There is hypocrisy at all levels, in the North and in the South. "African corruption" is only African in terms of its victims, as activist and researcher Rafael Marques de Morais puts it. The oppressed Angolan people, for 500 years, have suffered the consequences of colonial domination and after independence, of the shared interests of the Angolan and Portuguese elites. This scandal reminds us of this and brings to light the complicity of Western facilitators – a new form of neocolonialism.

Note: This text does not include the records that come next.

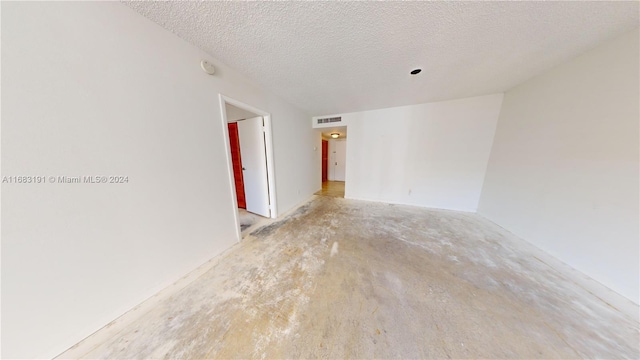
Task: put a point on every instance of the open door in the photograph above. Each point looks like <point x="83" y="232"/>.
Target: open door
<point x="236" y="159"/>
<point x="325" y="160"/>
<point x="254" y="165"/>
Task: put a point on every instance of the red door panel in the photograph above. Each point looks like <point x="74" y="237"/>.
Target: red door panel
<point x="234" y="141"/>
<point x="325" y="159"/>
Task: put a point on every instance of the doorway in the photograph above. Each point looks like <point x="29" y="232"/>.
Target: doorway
<point x="334" y="161"/>
<point x="250" y="158"/>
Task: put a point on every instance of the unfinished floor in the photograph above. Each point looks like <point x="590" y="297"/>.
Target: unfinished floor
<point x="332" y="188"/>
<point x="349" y="279"/>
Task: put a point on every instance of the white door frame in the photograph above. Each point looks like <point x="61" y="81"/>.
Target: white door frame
<point x="268" y="137"/>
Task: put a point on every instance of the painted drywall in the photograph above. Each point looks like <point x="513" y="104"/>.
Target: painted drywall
<point x="431" y="155"/>
<point x="563" y="172"/>
<point x="235" y="113"/>
<point x="97" y="89"/>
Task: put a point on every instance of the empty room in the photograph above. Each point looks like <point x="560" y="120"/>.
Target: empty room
<point x="217" y="180"/>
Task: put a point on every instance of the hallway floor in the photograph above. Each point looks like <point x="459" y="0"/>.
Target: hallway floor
<point x="351" y="279"/>
<point x="332" y="188"/>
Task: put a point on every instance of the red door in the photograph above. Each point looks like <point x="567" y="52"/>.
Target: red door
<point x="325" y="159"/>
<point x="234" y="141"/>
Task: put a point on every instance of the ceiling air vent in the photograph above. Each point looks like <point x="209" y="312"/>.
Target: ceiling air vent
<point x="330" y="120"/>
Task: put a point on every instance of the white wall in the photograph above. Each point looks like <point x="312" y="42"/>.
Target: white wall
<point x="432" y="155"/>
<point x="564" y="167"/>
<point x="96" y="89"/>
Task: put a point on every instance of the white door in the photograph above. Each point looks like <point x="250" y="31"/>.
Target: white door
<point x="254" y="165"/>
<point x="339" y="159"/>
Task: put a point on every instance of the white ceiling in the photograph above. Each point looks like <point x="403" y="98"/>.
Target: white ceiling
<point x="335" y="57"/>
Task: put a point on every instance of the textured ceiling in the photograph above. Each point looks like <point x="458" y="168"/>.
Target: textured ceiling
<point x="334" y="57"/>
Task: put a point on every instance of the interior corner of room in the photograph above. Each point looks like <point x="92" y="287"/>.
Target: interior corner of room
<point x="521" y="118"/>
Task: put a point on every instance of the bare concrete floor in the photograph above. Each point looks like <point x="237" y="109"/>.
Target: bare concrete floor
<point x="332" y="188"/>
<point x="350" y="279"/>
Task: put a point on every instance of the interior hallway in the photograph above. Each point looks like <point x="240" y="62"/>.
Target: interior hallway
<point x="351" y="279"/>
<point x="332" y="188"/>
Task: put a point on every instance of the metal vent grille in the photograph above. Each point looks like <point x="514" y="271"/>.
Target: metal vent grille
<point x="330" y="120"/>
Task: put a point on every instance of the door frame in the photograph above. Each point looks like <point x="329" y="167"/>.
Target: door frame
<point x="268" y="137"/>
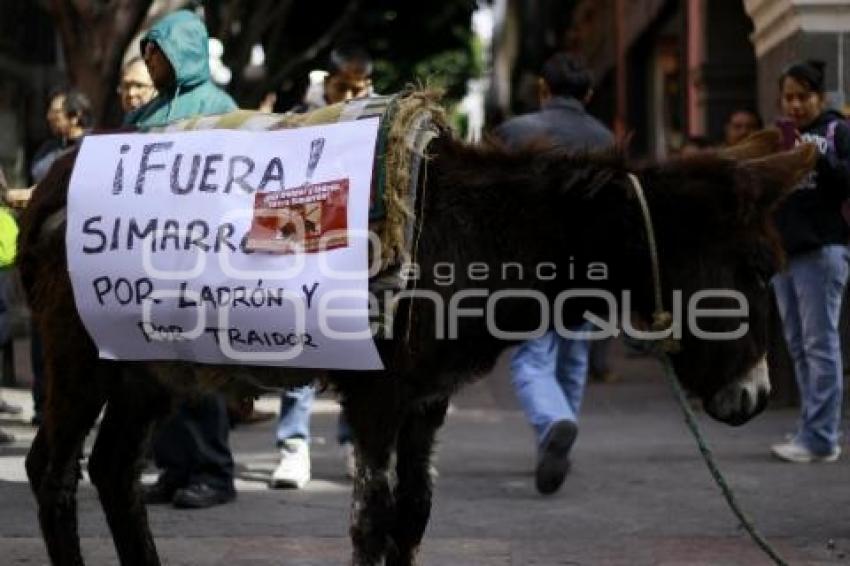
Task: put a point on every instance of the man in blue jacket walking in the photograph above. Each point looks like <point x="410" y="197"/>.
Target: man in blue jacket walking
<point x="549" y="373"/>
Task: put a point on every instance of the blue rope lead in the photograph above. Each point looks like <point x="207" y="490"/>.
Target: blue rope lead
<point x="707" y="456"/>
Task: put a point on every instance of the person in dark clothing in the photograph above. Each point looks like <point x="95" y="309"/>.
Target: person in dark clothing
<point x="68" y="118"/>
<point x="739" y="125"/>
<point x="808" y="292"/>
<point x="550" y="373"/>
<point x="192" y="446"/>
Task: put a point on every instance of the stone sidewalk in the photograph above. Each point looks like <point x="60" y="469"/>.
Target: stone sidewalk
<point x="639" y="493"/>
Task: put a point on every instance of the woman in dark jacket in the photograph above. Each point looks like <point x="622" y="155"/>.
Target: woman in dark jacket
<point x="808" y="293"/>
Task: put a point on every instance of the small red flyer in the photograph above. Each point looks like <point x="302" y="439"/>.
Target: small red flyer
<point x="303" y="219"/>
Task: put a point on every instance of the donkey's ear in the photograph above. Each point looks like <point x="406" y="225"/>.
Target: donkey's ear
<point x="766" y="180"/>
<point x="759" y="144"/>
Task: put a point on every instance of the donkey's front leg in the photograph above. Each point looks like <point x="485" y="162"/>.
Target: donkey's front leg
<point x="414" y="490"/>
<point x="135" y="402"/>
<point x="371" y="408"/>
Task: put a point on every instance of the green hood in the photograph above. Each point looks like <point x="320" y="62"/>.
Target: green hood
<point x="183" y="38"/>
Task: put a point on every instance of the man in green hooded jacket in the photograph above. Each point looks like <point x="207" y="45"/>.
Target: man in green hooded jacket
<point x="191" y="447"/>
<point x="176" y="53"/>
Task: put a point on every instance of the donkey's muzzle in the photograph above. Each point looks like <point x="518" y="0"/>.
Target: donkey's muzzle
<point x="740" y="401"/>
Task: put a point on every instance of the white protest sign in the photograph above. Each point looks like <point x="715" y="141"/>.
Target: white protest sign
<point x="226" y="246"/>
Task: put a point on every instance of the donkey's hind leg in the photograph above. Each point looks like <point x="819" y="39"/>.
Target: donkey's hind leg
<point x="135" y="402"/>
<point x="53" y="464"/>
<point x="371" y="408"/>
<point x="413" y="490"/>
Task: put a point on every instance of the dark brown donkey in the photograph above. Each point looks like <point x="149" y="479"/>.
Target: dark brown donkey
<point x="525" y="209"/>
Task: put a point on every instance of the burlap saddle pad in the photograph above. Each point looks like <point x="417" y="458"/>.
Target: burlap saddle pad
<point x="409" y="121"/>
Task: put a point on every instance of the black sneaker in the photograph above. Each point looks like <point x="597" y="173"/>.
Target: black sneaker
<point x="201" y="496"/>
<point x="553" y="461"/>
<point x="159" y="493"/>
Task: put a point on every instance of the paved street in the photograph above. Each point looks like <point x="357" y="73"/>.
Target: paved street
<point x="639" y="493"/>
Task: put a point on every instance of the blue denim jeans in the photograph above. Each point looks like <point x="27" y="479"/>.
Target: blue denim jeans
<point x="294" y="421"/>
<point x="808" y="295"/>
<point x="549" y="375"/>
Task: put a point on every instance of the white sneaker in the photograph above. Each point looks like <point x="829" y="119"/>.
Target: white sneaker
<point x="792" y="451"/>
<point x="350" y="458"/>
<point x="293" y="471"/>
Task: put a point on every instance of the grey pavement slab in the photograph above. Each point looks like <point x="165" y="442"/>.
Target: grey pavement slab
<point x="638" y="494"/>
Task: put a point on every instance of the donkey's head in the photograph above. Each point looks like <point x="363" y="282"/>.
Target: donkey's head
<point x="718" y="248"/>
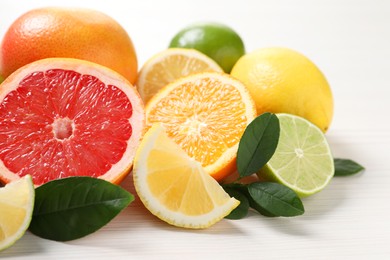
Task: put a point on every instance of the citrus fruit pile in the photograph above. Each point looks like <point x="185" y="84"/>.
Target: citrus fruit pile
<point x="66" y="117"/>
<point x="68" y="108"/>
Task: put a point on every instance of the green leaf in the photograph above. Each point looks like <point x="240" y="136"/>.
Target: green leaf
<point x="345" y="167"/>
<point x="70" y="208"/>
<point x="275" y="199"/>
<point x="242" y="210"/>
<point x="258" y="144"/>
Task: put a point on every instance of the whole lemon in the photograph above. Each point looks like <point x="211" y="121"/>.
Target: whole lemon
<point x="282" y="80"/>
<point x="68" y="33"/>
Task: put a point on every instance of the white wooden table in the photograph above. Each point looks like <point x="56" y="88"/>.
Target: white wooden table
<point x="350" y="42"/>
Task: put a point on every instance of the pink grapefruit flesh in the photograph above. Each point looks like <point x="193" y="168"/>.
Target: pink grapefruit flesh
<point x="65" y="117"/>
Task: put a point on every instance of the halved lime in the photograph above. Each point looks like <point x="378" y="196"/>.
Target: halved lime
<point x="303" y="160"/>
<point x="16" y="208"/>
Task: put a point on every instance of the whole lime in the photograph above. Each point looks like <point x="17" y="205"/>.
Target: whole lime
<point x="218" y="41"/>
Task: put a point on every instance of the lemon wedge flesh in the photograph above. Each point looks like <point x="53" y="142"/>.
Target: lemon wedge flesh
<point x="174" y="187"/>
<point x="16" y="208"/>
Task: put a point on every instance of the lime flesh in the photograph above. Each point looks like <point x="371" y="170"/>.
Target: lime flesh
<point x="303" y="160"/>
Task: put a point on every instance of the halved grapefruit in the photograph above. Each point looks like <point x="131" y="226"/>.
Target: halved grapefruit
<point x="68" y="117"/>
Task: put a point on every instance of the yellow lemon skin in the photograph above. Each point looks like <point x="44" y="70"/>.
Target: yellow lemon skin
<point x="282" y="80"/>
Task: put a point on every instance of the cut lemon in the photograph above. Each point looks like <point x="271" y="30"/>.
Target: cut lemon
<point x="303" y="160"/>
<point x="169" y="65"/>
<point x="206" y="114"/>
<point x="174" y="187"/>
<point x="16" y="207"/>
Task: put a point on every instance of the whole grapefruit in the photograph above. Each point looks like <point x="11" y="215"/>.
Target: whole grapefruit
<point x="70" y="33"/>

International, African and Western actors, whether institutions or individuals, have participated in, facilitated, given credibility to and optimized offshore activities that plunder public funds with voracity and impunity. "Luanda Leaks is a major case of international corruption," says Rafael Marques de Morais. "It was the whole world that projected Isabel dos Santos as the richest and most successful businesswoman in Africa when she was embezzling funds." According to the ICIJ, the leaked documents show how "Western financial firms, lawyers, accountants, government officials and management, consulting and auditing firms helped hide assets from tax authorities." Once caught, some of them flatly apologized. "When we look at some of the signs that were there, we should have picked them up earlier, and that was our mistake," Bob Moritz, global chairman of auditing and consulting firm PwC, told the Guardian. They should all be held accountable in court.

"Society has become more intolerant of corruption, lack of transparency and tax evasion," said Portuguese economy minister Pedro Siza Vieira. It should be noted, however, that society, wherever it is in the world, has not become more intolerant. It has always been radically intolerant of corruption. What has changed is access to information and the evidence disclosed by the hackers, who should be congratulated and not imprisoned, which gives legitimacy to the calls for justice. The information they provide us with today is essential. Without it, there would never be any prosecutions or trials, as the system protects itself and was designed to protect those who commit white-collar crime. Today, the Portuguese authorities, for example, are more concerned about the damage to the international image of Portuguese companies and than they are about the human consequences of such corruption. They must provide us with proof of concrete and effective action to put a definitive end to corruption.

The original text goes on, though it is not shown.